Ils ont retenu que son autorisation de séjour de courte durée (permis L), valable jusqu’au 19.12.2022 et liée à son emploi de prêtre auprès de la C.__, avait perdu effet après la résiliation de son contrat, conformément à l’art. 38 al. 1 LEI. La C.__ avait d’ailleurs retiré la demande de prolongation du permis.

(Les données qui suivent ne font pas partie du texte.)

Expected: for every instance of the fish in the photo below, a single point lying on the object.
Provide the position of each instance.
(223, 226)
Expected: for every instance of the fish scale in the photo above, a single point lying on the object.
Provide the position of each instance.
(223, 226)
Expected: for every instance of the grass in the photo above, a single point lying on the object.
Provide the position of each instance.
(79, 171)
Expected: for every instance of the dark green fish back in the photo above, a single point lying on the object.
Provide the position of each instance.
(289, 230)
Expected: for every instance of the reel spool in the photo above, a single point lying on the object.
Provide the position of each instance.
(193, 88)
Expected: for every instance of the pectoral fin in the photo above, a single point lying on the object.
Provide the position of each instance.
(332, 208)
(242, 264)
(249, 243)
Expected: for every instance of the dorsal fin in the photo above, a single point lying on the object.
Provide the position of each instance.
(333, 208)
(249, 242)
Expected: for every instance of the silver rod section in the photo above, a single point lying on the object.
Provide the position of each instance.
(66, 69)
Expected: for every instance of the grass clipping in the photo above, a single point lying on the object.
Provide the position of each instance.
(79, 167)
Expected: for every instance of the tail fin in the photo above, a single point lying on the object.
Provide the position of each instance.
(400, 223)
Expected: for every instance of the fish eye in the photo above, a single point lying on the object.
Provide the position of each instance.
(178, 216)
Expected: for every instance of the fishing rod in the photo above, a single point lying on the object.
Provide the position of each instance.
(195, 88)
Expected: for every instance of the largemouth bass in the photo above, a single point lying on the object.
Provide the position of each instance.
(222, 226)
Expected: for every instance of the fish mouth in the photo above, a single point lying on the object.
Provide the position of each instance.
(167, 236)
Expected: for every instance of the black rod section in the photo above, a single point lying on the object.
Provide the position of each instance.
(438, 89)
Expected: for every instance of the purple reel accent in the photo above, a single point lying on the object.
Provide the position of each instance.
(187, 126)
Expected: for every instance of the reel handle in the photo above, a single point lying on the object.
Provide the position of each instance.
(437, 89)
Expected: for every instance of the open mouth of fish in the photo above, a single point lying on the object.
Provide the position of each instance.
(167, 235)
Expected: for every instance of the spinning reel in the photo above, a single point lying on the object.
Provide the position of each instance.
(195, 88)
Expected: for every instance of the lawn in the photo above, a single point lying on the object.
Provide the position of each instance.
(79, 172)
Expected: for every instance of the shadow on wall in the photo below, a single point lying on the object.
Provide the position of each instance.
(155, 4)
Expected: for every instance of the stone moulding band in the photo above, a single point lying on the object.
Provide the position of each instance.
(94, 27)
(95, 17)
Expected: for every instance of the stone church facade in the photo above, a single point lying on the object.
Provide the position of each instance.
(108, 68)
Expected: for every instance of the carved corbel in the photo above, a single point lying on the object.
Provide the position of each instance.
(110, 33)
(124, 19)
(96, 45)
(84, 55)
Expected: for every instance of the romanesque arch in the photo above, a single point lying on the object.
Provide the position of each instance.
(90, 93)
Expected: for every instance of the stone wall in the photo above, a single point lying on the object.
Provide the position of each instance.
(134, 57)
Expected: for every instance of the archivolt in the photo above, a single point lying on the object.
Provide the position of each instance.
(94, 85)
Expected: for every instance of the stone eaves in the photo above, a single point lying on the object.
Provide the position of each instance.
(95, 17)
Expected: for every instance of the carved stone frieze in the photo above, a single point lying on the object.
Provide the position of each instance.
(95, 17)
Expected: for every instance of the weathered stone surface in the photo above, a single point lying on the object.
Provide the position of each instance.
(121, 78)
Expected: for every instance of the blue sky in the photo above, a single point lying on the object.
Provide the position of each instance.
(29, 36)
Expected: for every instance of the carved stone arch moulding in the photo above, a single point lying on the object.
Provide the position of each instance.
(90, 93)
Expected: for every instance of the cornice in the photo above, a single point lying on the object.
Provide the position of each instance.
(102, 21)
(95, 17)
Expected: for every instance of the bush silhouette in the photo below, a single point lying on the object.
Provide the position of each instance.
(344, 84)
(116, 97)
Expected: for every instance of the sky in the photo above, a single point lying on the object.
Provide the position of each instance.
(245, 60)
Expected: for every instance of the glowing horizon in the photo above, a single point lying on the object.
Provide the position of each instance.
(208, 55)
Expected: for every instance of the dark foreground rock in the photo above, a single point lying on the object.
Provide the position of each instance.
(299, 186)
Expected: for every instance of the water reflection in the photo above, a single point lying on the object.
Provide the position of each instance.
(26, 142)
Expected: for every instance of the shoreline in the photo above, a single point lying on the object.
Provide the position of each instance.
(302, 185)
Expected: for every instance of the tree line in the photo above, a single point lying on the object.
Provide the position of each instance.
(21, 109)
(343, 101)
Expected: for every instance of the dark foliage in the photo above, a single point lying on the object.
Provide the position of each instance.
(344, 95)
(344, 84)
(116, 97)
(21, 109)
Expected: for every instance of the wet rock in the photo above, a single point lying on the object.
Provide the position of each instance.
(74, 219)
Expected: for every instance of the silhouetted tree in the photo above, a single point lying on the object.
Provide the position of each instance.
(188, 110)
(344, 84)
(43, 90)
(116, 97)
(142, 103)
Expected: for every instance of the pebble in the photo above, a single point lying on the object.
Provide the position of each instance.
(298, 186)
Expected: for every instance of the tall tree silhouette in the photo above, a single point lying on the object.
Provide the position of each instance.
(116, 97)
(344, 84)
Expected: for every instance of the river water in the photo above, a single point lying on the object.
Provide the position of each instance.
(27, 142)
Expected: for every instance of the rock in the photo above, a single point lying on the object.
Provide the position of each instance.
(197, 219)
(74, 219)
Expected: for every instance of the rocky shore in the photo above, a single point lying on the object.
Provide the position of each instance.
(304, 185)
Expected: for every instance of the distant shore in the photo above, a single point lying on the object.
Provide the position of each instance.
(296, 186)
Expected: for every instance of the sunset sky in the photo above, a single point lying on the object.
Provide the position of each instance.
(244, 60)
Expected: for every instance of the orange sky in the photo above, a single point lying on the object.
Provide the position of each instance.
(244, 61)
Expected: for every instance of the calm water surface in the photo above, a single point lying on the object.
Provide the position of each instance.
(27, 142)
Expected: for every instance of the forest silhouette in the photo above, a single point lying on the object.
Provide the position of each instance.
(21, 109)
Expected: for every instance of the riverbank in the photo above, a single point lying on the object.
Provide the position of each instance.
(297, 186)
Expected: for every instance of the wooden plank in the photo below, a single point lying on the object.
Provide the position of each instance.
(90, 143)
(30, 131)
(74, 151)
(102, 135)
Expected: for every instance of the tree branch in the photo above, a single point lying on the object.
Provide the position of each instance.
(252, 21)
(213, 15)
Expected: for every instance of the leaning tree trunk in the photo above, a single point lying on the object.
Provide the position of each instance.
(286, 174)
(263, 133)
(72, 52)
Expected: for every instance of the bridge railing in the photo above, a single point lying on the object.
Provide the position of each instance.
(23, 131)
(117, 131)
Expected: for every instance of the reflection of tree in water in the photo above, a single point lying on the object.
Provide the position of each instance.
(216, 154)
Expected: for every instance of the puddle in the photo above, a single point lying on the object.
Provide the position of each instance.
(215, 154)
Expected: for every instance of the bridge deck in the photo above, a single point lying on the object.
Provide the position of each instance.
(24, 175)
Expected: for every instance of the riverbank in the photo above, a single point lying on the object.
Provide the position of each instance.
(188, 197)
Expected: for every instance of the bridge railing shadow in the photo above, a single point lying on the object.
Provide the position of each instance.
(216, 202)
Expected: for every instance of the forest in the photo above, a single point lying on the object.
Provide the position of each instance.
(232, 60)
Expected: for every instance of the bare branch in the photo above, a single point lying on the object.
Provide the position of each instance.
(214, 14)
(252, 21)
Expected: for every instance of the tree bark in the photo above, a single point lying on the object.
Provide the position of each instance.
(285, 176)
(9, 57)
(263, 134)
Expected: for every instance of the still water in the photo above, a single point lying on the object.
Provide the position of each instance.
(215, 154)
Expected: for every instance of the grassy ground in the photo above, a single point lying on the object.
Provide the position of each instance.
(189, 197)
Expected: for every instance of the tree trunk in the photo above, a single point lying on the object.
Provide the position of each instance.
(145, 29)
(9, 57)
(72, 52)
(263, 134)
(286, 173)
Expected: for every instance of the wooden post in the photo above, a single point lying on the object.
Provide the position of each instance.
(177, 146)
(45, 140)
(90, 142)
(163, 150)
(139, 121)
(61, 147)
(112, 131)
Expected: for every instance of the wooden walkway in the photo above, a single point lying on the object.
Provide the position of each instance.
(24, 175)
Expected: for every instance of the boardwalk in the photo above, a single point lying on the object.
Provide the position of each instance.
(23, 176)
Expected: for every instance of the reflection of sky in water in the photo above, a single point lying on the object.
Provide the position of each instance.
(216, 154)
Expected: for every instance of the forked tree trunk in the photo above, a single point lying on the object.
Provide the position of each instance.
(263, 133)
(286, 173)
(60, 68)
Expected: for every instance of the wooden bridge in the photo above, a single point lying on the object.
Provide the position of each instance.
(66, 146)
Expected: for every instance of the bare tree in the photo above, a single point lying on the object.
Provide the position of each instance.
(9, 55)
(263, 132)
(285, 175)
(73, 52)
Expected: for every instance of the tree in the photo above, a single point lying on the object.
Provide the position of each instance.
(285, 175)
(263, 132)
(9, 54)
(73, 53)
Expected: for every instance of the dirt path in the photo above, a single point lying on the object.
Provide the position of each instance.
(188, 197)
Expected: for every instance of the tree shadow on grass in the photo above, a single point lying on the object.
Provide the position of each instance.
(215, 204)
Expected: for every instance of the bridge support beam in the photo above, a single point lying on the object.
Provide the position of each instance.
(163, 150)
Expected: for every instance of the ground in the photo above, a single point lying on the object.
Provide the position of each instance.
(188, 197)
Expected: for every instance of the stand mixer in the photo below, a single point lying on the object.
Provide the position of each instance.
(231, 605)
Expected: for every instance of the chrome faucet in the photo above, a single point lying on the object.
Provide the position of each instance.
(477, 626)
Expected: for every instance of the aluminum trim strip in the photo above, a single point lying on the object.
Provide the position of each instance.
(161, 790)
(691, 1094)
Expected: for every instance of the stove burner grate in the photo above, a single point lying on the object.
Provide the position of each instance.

Compte tenu de sa situation personnelle et des conditions légales d’admission prévues par l’art. 21 al. 1 LEI, les juges cantonaux ont considéré que l’assuré ne pouvait raisonnablement compter sur l’octroi d’une nouvelle autorisation. La DISMAT avait en outre rendu un avis négatif quant à son droit de travailler, et le Service de la population avait refusé toute autorisation de séjour par décision du 08.01.2024, confirmée sur opposition.

Consid. 5 [résumé]
L’assuré invoque de l’art. 59 al. 2 de l’ordonnance relative à l’admission, au séjour et à l’exercice d’une activité lucrative (RS 142.201; OASA), selon lequel une personne ayant déposé une demande de prolongation de son autorisation de séjour est autorisée à demeurer en Suisse pendant la procédure, tant qu’aucune autre décision n’a été rendue. Selon l’assuré, qui se réfère également à la jurisprudence rendue en relation avec cette disposition (arrêts 9C_522/2020 du 15 janvier 2021 consid. 5.2.1 et 2C_1154/2016 du 25 août 2017 consid. 2.3), l’étranger dispose d’un « droit procédural » de demeurer en Suisse pendant l’examen de sa demande.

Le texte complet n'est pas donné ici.